Wednesday 16 September 2015

GPGPU using CUDA Thrust


Long time no see!

I just want to share the presentation that I gave during our weekly meeting in the CGV group in Delft. Usually we do two kind of presentations, the first one is related to our current project, while the second one is more technical and aims at teaching something useful to the other members of the group.

This presentation is of the second type. It aims at showing how CUDA Thrust can be used to implement GPGPU solutions without too much effort.

I think that CUDA is a great platform and I did a lot of work using it. 
However it is difficult to master and, without any high level interface, CUDA code is slow to implement.  I gave a couple of examples in my presentation:

  1. Preparing a CUDA kernel launch is somehow an annoying task. More than that the problem is related to the handling of the memory in the Device. I like how the OpenCV wrapped all the handling in the GpuMat class, however it is something that must be careful planned ahead and well designed with clear specifications.
  2. Memory access influences the performance: This is a key point!
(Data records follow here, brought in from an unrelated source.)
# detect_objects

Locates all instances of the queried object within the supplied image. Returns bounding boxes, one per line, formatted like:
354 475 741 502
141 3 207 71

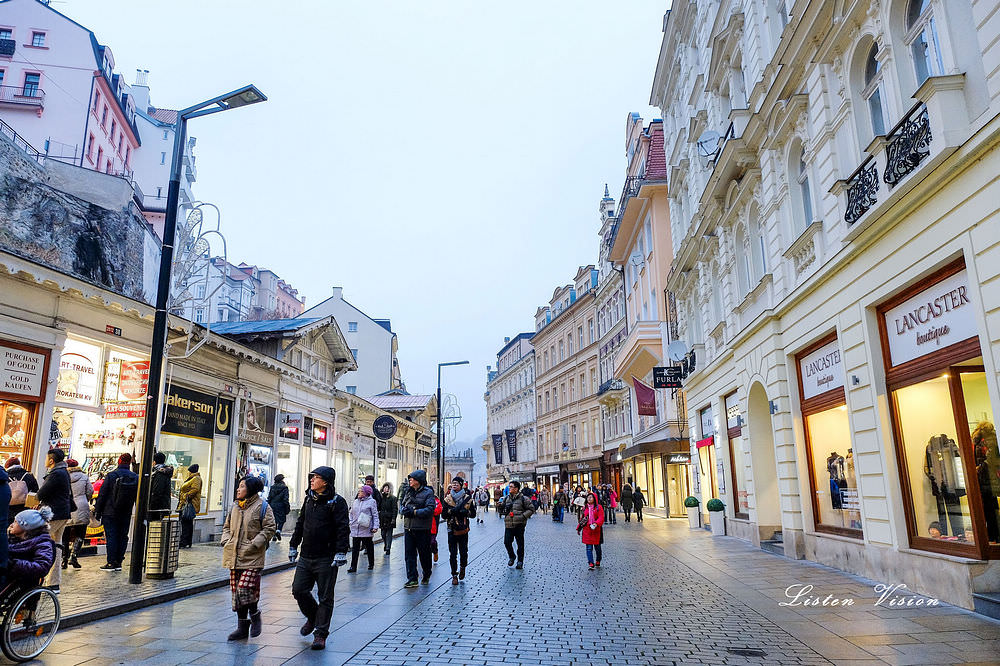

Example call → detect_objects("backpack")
9 478 28 506
111 476 139 509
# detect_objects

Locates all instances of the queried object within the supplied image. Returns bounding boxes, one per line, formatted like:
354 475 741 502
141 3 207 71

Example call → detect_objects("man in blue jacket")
94 453 141 571
399 469 435 587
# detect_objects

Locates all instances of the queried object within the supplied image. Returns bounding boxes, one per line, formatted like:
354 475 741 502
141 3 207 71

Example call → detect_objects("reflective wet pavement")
40 506 1000 666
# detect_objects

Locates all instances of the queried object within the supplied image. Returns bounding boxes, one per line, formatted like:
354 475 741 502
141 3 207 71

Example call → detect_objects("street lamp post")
437 361 469 497
128 85 267 583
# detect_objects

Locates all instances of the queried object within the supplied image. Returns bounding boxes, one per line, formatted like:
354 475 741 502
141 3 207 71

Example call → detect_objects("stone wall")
0 127 159 303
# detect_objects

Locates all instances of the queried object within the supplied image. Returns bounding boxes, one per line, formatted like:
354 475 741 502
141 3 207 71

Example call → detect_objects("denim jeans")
292 557 337 638
403 530 431 581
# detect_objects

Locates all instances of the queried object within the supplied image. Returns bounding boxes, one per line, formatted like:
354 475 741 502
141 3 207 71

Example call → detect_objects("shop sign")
0 344 45 398
372 414 399 440
883 270 979 366
237 400 278 446
799 340 844 400
278 412 304 442
56 338 101 407
215 398 236 437
163 386 216 439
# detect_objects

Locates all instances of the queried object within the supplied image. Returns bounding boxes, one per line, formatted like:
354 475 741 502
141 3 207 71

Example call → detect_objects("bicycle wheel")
0 587 60 661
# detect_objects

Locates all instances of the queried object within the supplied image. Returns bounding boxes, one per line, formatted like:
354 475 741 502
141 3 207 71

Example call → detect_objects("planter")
687 506 701 530
709 511 726 536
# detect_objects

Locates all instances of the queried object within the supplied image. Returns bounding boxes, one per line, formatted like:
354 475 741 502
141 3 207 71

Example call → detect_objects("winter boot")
250 611 262 638
226 620 250 641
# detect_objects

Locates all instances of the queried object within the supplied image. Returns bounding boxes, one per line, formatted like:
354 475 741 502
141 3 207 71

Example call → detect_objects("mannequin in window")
972 421 1000 543
826 451 847 510
924 434 965 536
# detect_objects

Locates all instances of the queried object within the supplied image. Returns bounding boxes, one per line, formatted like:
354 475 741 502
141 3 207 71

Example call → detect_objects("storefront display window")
797 334 863 539
878 262 1000 559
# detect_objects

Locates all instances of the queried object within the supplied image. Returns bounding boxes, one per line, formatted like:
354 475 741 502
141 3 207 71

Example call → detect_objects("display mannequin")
972 421 1000 543
924 434 965 536
826 451 847 511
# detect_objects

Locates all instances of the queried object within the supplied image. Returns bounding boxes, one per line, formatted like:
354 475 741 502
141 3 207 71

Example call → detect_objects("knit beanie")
14 506 52 532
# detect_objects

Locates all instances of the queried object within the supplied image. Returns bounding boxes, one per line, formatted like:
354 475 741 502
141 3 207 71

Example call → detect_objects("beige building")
531 265 603 486
652 0 1000 613
608 113 689 516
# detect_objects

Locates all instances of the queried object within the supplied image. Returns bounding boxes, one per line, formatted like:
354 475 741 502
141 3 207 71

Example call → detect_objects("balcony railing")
0 86 45 107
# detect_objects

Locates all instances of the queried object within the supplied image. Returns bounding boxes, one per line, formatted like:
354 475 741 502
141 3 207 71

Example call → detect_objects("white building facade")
652 0 1000 610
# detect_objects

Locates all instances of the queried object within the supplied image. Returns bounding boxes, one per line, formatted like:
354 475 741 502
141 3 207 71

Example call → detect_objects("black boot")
250 611 262 638
227 620 250 641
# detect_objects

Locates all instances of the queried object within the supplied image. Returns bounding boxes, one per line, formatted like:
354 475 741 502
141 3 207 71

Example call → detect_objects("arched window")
861 44 886 136
903 0 944 86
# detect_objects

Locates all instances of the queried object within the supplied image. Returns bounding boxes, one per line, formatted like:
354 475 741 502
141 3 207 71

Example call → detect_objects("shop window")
879 263 1000 559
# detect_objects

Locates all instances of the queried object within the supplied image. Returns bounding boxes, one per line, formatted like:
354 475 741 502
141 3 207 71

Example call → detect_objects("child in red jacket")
576 493 604 571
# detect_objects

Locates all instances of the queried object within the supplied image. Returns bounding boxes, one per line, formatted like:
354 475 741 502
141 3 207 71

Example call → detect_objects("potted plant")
705 497 726 536
684 496 701 530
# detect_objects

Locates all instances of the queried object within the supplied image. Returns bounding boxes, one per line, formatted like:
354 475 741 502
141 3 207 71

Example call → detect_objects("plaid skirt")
229 569 261 611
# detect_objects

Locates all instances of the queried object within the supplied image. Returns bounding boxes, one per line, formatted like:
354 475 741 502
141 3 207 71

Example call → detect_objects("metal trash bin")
146 518 181 580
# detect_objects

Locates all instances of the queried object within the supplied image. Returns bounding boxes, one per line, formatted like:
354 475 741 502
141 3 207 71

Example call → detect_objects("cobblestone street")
29 513 1000 666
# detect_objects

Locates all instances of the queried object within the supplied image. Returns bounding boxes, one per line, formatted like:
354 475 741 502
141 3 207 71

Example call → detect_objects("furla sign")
883 270 978 366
It is not so easy to implement an efficient algorithm in the GPU. You can find some details about all the challenges related to memory access at this link.

CUDA Thrust is a parallel algorithms library which resembles the C++ Standard Template Library (STL) and implements many common algorithms that can be used during your daily work.

So if you are already using STL's algorithms and data structures in your code, and you are tackling big problems by decomposing it to small and well known algorithms, CUDA Thrust can be very useful and easy to pick.